For this reason a dietitian shared some healthy breakfast ideas that can keep you well nourished while helping to support any weight loss efforts. Writing for Zoe Health, dietitian Sammie Gill explained: “Historically, many people have considered breakfast to be the most important meal of the day for maintaining a healthy weight — despite a lack of evidence.
“In reality, everyone is different, so there’s no one-size-fits-all approach to nutrition or weight loss. No specific foods will make you lose weight. But certain foods are better at nourishing your body, preventing cravings, and keeping you satisfied for longer. And in this way, they can help support efforts to lose weight.”
She therefore recommended eating foods rich in fibre as a way to manage hunger.
“Fibre works in different ways to keep hunger in check,” Sammie said. “First, some types can absorb a lot of water, and they form a gel when they reach the gut.
“For example, oats are naturally rich in beta-glucans, which are gel-forming fibres.These can slow digestion and nutrient absorption in the small intestine. This includes slowing the absorption of sugars, which in turn lowers the risk of blood sugar spikes.”

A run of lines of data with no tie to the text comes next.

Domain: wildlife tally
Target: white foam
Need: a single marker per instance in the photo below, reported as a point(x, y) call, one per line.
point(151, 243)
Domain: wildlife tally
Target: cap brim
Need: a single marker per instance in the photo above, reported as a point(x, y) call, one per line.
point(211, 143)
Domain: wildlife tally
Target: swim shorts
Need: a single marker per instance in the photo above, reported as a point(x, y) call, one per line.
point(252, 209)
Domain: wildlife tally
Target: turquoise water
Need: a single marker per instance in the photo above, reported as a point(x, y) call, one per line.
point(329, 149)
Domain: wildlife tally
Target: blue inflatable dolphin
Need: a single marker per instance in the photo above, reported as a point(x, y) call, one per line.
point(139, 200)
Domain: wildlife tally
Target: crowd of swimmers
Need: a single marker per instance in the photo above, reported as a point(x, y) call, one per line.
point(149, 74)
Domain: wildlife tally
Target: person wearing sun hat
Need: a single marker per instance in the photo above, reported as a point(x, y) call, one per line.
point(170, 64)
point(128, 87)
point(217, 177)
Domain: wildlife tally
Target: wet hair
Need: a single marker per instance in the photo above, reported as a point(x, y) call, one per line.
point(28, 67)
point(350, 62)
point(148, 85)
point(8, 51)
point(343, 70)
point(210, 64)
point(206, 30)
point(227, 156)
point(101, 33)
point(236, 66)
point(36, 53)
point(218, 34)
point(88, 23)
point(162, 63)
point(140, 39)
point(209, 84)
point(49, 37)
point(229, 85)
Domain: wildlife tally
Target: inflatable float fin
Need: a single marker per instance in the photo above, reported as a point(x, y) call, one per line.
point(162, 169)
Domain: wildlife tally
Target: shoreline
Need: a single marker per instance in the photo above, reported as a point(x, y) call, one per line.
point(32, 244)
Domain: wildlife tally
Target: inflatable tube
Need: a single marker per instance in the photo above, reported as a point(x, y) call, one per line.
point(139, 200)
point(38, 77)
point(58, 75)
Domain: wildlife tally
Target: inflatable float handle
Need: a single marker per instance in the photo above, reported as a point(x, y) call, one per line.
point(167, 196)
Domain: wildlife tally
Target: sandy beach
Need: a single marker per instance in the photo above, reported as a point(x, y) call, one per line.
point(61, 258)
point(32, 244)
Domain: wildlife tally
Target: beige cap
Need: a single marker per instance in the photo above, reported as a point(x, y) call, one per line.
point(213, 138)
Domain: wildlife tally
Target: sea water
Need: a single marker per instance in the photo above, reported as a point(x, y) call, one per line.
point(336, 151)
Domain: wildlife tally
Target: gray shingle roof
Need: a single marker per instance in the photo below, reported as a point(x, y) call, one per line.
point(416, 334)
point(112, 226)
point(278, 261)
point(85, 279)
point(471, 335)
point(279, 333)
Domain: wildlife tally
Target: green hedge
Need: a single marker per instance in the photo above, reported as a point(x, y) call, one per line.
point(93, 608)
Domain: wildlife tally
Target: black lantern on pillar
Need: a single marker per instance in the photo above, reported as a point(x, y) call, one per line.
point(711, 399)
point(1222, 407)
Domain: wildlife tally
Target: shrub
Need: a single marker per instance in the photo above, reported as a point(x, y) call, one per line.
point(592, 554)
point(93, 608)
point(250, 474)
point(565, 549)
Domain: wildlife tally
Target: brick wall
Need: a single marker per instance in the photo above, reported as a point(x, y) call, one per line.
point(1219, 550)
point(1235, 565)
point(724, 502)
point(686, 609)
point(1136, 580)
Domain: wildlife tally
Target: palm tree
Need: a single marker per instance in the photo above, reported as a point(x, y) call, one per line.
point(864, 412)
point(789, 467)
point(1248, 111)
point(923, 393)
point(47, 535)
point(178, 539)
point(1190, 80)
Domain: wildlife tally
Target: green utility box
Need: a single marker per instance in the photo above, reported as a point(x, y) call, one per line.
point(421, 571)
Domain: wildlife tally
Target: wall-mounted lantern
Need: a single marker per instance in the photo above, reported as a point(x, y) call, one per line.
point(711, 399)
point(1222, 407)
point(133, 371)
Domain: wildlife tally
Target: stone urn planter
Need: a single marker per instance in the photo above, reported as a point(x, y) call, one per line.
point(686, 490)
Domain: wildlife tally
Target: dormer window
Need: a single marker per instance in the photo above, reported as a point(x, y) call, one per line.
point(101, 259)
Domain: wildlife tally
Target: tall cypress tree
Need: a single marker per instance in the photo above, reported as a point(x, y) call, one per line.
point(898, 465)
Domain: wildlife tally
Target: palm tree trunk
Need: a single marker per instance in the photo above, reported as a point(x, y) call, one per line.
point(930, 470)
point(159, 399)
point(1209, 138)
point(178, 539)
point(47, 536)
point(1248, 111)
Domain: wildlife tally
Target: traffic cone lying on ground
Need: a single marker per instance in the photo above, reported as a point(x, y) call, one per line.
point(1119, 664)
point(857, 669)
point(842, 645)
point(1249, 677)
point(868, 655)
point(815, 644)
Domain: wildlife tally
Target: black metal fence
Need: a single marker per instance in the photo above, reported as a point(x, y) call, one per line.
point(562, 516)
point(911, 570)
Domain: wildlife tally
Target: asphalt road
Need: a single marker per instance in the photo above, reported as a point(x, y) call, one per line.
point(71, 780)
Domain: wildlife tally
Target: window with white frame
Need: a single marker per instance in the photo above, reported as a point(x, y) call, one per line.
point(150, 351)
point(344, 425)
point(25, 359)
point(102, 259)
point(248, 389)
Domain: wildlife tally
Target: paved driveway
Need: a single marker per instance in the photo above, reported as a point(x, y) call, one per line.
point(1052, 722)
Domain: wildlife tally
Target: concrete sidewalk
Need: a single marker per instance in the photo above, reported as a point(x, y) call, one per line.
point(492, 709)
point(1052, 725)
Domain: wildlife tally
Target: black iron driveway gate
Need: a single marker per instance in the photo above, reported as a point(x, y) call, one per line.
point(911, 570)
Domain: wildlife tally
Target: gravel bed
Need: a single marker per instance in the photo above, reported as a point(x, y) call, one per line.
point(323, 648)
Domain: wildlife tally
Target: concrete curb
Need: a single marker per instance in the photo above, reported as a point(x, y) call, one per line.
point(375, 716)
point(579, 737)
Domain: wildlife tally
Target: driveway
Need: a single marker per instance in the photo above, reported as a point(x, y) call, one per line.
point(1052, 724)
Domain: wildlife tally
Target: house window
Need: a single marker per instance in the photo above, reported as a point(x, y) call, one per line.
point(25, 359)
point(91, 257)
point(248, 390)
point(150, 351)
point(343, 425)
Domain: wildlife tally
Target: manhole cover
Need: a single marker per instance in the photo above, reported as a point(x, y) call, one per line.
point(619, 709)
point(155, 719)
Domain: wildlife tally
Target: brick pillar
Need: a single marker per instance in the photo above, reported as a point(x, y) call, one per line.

She continued: “Another way that fibre might help manage your weight involves its interaction with your gut microbiome.
“When your gut bacteria ferment fibre, they release beneficial compounds called short-chain fatty acids. These may influence the release of appetite hormones that make you feel full.
“Plus, fibre-rich foods often require more chewing, and chewing more can release gut hormones that reduce feelings of hunger.”
Sammie recommended trying avocado on wholemeal seeded sourdough toast to help your weight loss journey due to its fibre content.
And if you want to add more fibre you could also include mushrooms, tomatoes, or spinach, she said.
According to Holland and Barrett, the fibre content of wholemeal bread “increases feelings of satiety” and “can help you achieve any weight loss goals by helping you feel fuller for longer”.
The health store also notes that it has been linked to a lower diabetes and heart disease risk.
And nutritionist Dr Emma Beckett told Diabetes.co.uk that avocados could have a similar effect on the body as semaglutide – a diabetes and weight loss drug – by mimicking the GLP-1 hormone, which makes us feel full and prevents overeating.
She said: “The nutrients that trigger GLP-1 secretion are macronutrients. There is evidence that by choosing foods high in these nutrients, GLP-1 levels can be increased.
“This means a healthy diet, high in GLP-1 stimulating nutrients can increase GLP-1 levels. This could be foods with good fats, like avocado or nuts, or lean protein sources like eggs. And foods high in fermentable fibres, like vegetables and whole grains, feed our gut bacteria, which then produce short chain fatty acids able to trigger GLP-1 secretion.”
Sammie also recommended the following fibre-rich breakfasts for their ability to help you feel fuller for longer:
- Porridge or overnight oats with cinnamon or nutmeg, topped with a handful of nuts or seeds for extra fibre, crunch, high-quality fat, and protein
- Plain, or natural, yoghurt with berries
- Homemade granola, maybe topped with chunks of dark chocolate, which is high in fibre
- High-fibre fruits, like apples or pears.
If you are concerned about your weight you should speak to your GP.